🤖 AI Summary
Supervised learning is hindered by the high cost and time consumption of acquiring high-quality labeled data, while current large language models (LLMs) yield automated annotations significantly inferior to human performance. This paper proposes ACT, a critical-thinking–inspired automatic annotation framework that uniquely employs multimodal LLMs both as annotators and reviewers. ACT introduces introspective error detection to identify high-risk samples, enabling human reviewers to focus selectively and establishing an efficient human-in-the-loop annotation paradigm. Key contributions include: (1) seven annotation quality optimization principles; (2) theoretical convergence guarantees for models trained on ACT-annotated data; and (3) a loss-function correction mechanism.
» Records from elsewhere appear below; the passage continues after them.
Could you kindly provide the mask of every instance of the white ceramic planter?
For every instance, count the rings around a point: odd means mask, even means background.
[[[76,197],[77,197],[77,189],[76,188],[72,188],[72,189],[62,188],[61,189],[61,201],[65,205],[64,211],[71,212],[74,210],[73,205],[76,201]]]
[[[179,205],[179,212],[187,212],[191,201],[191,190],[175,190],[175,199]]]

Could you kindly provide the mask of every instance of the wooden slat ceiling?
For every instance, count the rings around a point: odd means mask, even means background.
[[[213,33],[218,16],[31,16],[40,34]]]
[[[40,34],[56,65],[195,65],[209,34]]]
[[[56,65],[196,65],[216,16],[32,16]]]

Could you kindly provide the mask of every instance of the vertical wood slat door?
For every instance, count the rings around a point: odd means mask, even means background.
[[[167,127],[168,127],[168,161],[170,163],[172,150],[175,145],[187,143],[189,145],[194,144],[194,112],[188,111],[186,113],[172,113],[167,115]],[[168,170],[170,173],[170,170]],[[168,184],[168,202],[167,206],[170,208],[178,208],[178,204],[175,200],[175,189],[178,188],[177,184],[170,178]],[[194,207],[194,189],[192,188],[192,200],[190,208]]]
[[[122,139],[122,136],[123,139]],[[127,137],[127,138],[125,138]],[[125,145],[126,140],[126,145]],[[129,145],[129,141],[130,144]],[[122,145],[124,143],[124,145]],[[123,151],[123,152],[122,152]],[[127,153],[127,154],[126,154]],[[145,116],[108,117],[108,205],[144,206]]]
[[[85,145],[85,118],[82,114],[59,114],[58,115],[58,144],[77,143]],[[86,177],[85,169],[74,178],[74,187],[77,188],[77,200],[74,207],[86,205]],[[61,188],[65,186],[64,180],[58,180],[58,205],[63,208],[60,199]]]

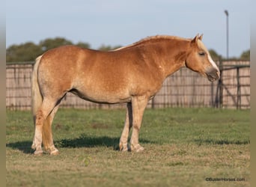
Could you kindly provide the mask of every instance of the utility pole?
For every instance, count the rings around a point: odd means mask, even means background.
[[[228,59],[228,12],[227,10],[224,12],[227,16],[227,59]]]

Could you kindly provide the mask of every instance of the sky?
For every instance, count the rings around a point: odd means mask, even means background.
[[[126,46],[147,36],[192,38],[229,57],[250,48],[249,0],[6,1],[6,47],[56,37],[73,43]]]

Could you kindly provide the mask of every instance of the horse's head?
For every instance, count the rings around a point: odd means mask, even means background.
[[[213,61],[207,49],[201,42],[203,36],[197,35],[190,42],[190,50],[186,59],[186,66],[190,70],[205,76],[213,82],[219,79],[218,67]]]

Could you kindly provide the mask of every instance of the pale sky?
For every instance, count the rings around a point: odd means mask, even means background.
[[[22,0],[6,1],[6,47],[56,37],[76,43],[125,46],[156,34],[194,37],[226,57],[250,48],[249,0]]]

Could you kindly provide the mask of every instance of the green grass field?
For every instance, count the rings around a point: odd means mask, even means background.
[[[147,109],[138,153],[117,150],[124,118],[124,110],[60,109],[60,154],[36,156],[31,112],[7,111],[6,186],[250,186],[249,110]]]

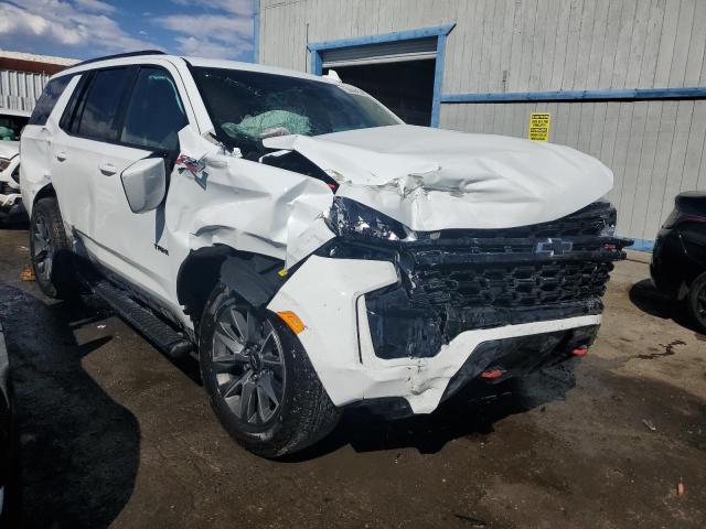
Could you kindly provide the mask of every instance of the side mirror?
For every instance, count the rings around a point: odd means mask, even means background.
[[[145,213],[159,206],[167,194],[167,169],[162,158],[138,160],[120,175],[125,196],[132,213]]]

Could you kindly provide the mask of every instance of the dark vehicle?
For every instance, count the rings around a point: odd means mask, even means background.
[[[650,272],[657,290],[683,301],[706,333],[706,193],[674,199],[674,210],[657,234]]]

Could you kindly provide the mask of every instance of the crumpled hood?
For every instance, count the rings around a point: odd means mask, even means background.
[[[398,125],[264,140],[336,180],[339,196],[419,231],[554,220],[599,199],[612,172],[553,143]]]
[[[20,153],[19,141],[0,141],[0,158],[13,158]]]

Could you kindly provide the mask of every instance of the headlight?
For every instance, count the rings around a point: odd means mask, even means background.
[[[378,240],[408,240],[414,231],[402,223],[360,202],[336,196],[328,219],[331,230],[339,236]]]
[[[598,202],[605,202],[610,207],[610,212],[602,220],[603,227],[601,228],[599,235],[601,237],[614,237],[616,224],[618,224],[618,212],[616,212],[616,208],[612,207],[612,205],[608,201],[598,201]]]

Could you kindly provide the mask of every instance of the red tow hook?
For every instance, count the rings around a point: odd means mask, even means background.
[[[502,369],[489,369],[488,371],[481,373],[481,378],[485,380],[494,380],[495,378],[500,378],[505,374]]]

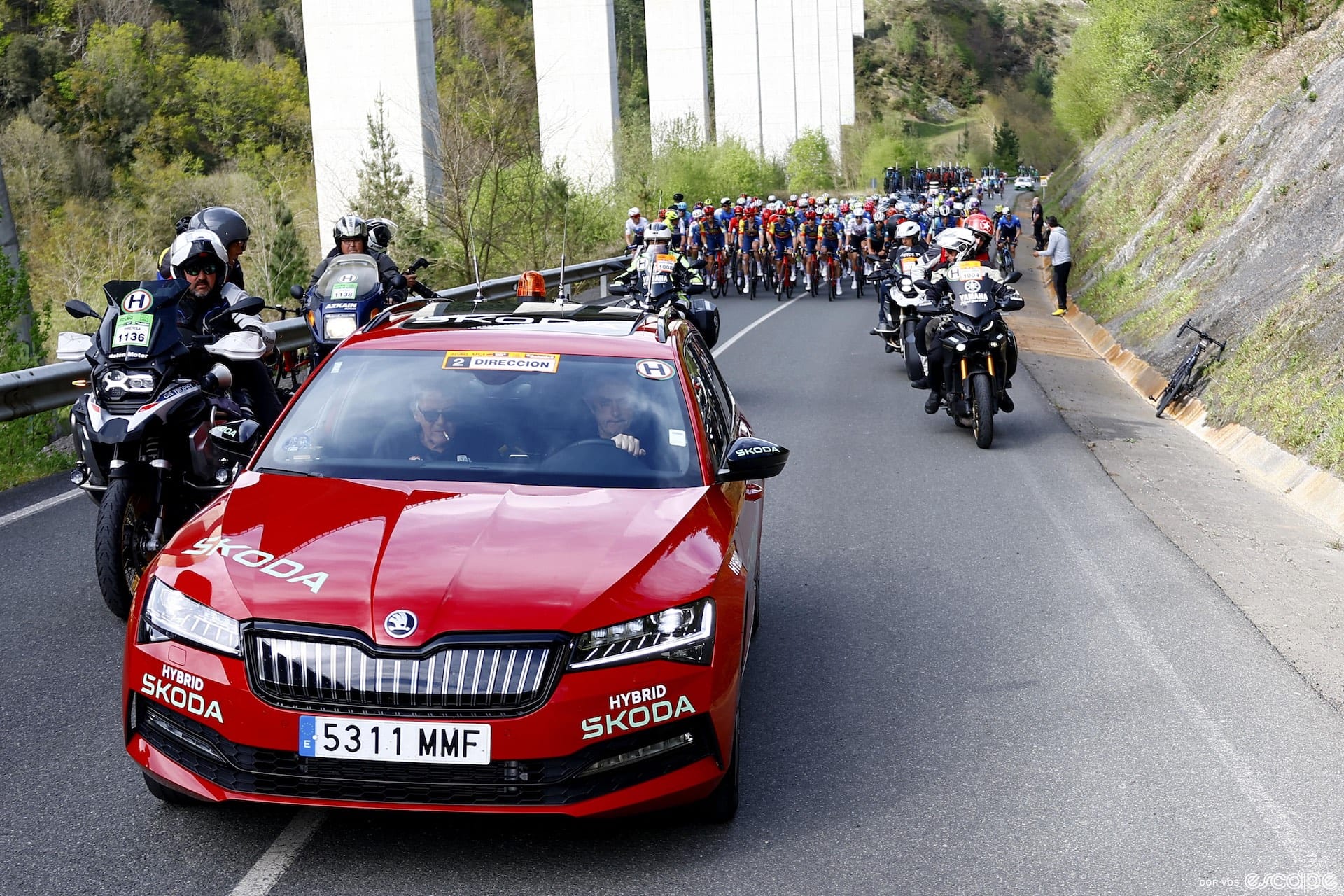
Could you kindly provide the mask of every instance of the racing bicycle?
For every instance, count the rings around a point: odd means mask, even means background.
[[[1204,330],[1199,329],[1188,320],[1180,325],[1180,330],[1176,333],[1176,339],[1185,334],[1185,330],[1191,330],[1199,336],[1199,341],[1191,347],[1189,353],[1185,355],[1176,372],[1172,373],[1171,380],[1167,383],[1159,395],[1152,396],[1157,402],[1157,416],[1163,415],[1173,402],[1183,402],[1195,387],[1199,384],[1200,376],[1195,373],[1195,365],[1199,363],[1199,356],[1210,349],[1211,345],[1218,347],[1218,353],[1222,356],[1227,351],[1227,343],[1220,343]]]

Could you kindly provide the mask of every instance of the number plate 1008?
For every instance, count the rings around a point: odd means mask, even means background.
[[[298,755],[485,766],[491,762],[491,727],[300,716]]]

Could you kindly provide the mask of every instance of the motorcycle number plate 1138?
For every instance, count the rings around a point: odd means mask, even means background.
[[[122,314],[112,332],[112,347],[149,348],[149,333],[155,326],[153,314]]]
[[[300,716],[298,755],[488,766],[491,727],[444,721]]]

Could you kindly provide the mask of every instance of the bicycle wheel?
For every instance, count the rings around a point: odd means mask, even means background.
[[[1189,356],[1184,361],[1181,361],[1180,367],[1176,368],[1176,372],[1172,373],[1172,379],[1169,383],[1167,383],[1167,388],[1164,388],[1161,391],[1161,395],[1157,396],[1159,418],[1163,415],[1163,411],[1165,411],[1167,407],[1176,400],[1176,396],[1180,394],[1180,390],[1185,386],[1185,380],[1189,379],[1189,372],[1191,368],[1193,367],[1195,367],[1195,359],[1193,356]]]

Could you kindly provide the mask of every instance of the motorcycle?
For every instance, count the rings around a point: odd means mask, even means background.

Experiments across multiple domains show that models trained on ACT-annotated data achieve performance within <2% of fully human-labeled baselines, while reducing human annotation effort by up to 90%, demonstrating ACT’s effectiveness and broad applicability.
📝 Abstract
Supervised learning relies on high-quality labeled data, but obtaining such data through human annotation is both expensive and time-consuming. Recent work explores using large language models (LLMs) for annotation, but LLM-generated labels still fall short of human-level quality. To address this problem, we propose the Annotation with Critical Thinking (ACT) data pipeline, where LLMs serve not only as annotators but also as judges to critically identify potential errors. Human effort is then directed towards reviewing only the most"suspicious"cases, significantly improving the human annotation efficiency. Our major contributions are as follows: (1) ACT is applicable to a wide range of domains, including natural language processing (NLP), computer vision (CV), and multimodal understanding, by leveraging multimodal-LLMs (MLLMs). (2) Through empirical studies, we derive 7 insights on how to enhance annotation quality while efficiently reducing the human cost, and then translate these findings into user-friendly guidelines. (3) We theoretically analyze how to modify the loss function so that models trained on ACT data achieve similar performance to those trained on fully human-annotated data. Our experiments show that the performance gap can be reduced to less than 2% on most benchmark datasets while saving up to 90% of human costs.